Keeping pace with an educational shift, publisher Merion Matters has revamped and renamed its publication ADVANCE for NPs & PAs. As of March, the allied-health magazine is now known as Nurse Practitioner Perspective.

The daily website will continue to publish fresh content and will keep the “NPs & PAs” name and URL. An NP & PA newsletter, sent to around 75,000 and 80,000 subscribers, is also keeping its name.

[Update: reader reaction to this story prompted Merion Matters to contact MM&M to note that the ADVANCE e-newsletter and website will “continue to be valuable to both the PA community as well as the NP community,” and clarified that by NP the publisher means NPs and DNPs.]

The print publication’s name change follows a move that’s being made in academia.
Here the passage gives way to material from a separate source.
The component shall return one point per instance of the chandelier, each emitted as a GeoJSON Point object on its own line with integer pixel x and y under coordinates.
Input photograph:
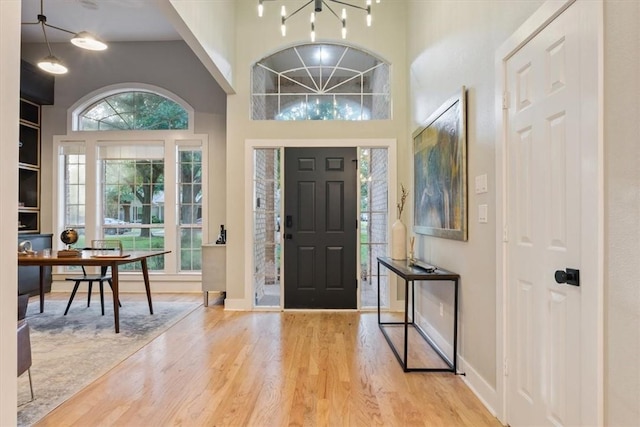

Schools are slowly phasing out the master’s level of Nurse Practitioner training in favor of doctorate-level education as of 2015.
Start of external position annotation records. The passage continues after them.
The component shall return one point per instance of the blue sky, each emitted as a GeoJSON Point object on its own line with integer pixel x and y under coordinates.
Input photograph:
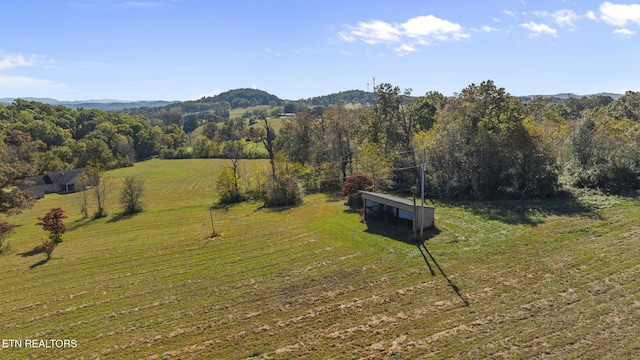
{"type": "Point", "coordinates": [186, 49]}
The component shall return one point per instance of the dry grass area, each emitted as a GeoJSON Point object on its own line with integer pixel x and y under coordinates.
{"type": "Point", "coordinates": [554, 279]}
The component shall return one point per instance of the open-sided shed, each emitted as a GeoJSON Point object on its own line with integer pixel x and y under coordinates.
{"type": "Point", "coordinates": [386, 208]}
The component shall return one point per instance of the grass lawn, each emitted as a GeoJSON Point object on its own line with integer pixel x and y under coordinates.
{"type": "Point", "coordinates": [519, 279]}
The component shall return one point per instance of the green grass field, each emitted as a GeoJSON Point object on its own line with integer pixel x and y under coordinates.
{"type": "Point", "coordinates": [557, 278]}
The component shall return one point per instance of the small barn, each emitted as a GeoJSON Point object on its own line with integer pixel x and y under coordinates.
{"type": "Point", "coordinates": [61, 182]}
{"type": "Point", "coordinates": [386, 208]}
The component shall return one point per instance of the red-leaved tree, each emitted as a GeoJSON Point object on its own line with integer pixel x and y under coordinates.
{"type": "Point", "coordinates": [353, 184]}
{"type": "Point", "coordinates": [5, 228]}
{"type": "Point", "coordinates": [52, 222]}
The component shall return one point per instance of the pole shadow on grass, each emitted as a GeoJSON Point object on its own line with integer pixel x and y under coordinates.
{"type": "Point", "coordinates": [401, 232]}
{"type": "Point", "coordinates": [39, 263]}
{"type": "Point", "coordinates": [35, 251]}
{"type": "Point", "coordinates": [451, 283]}
{"type": "Point", "coordinates": [527, 211]}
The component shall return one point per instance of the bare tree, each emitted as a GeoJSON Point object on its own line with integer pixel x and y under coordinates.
{"type": "Point", "coordinates": [268, 141]}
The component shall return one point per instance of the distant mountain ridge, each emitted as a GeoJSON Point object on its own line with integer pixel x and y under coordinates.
{"type": "Point", "coordinates": [243, 97]}
{"type": "Point", "coordinates": [104, 104]}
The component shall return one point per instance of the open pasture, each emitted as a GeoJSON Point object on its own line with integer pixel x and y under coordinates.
{"type": "Point", "coordinates": [520, 279]}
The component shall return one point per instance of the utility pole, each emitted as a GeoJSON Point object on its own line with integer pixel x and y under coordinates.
{"type": "Point", "coordinates": [423, 167]}
{"type": "Point", "coordinates": [415, 215]}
The new title also includes an endorsement of Doctors of Nursing Practice Incorporated, which will also provide a column about the doctors-of-nursing movement in every print issue.
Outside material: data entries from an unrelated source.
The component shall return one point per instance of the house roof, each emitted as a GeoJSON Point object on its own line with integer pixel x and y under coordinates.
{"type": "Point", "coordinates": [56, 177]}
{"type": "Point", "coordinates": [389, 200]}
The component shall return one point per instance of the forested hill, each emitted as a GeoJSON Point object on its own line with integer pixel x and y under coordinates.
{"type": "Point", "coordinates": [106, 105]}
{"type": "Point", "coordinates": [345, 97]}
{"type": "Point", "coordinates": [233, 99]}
The print publication will also focus on what a survey of its 100,000 reader base showed are their interests: business topics, practice ownership, prescribing issues and legal concerns.

“The most common or significant themes are going to be scope of practice. Nurse practitioners have been working very hard…to gain independent practice authority,” editor Michelle Pronsati told MM&M. Many states require that NPs be affiliated with a doctor’s office, even though they may have a distinct physical location.

Prosanti says the editorial team had already been thinking about these issues for their readers, so the survey confirmed that they were going in the right direction. “It was great to see it written down that what we were developing or thinking would be a good mix of content,” she said.

Marketing supervisor Jessica Weisbrot added that the publishing schedule for the advertising-supported print publication was designed for ease. “I think the bi-monthly, honestly, makes it digestible…we’re all starved for time.”

Weisbrot said one thing she’d like to see change on the advertising side would be greater interest from technology firms. “More NPs are going to be able to have their [own] practice,” she explained, which means a greater need for the technology that is most often associated with a physician’s office.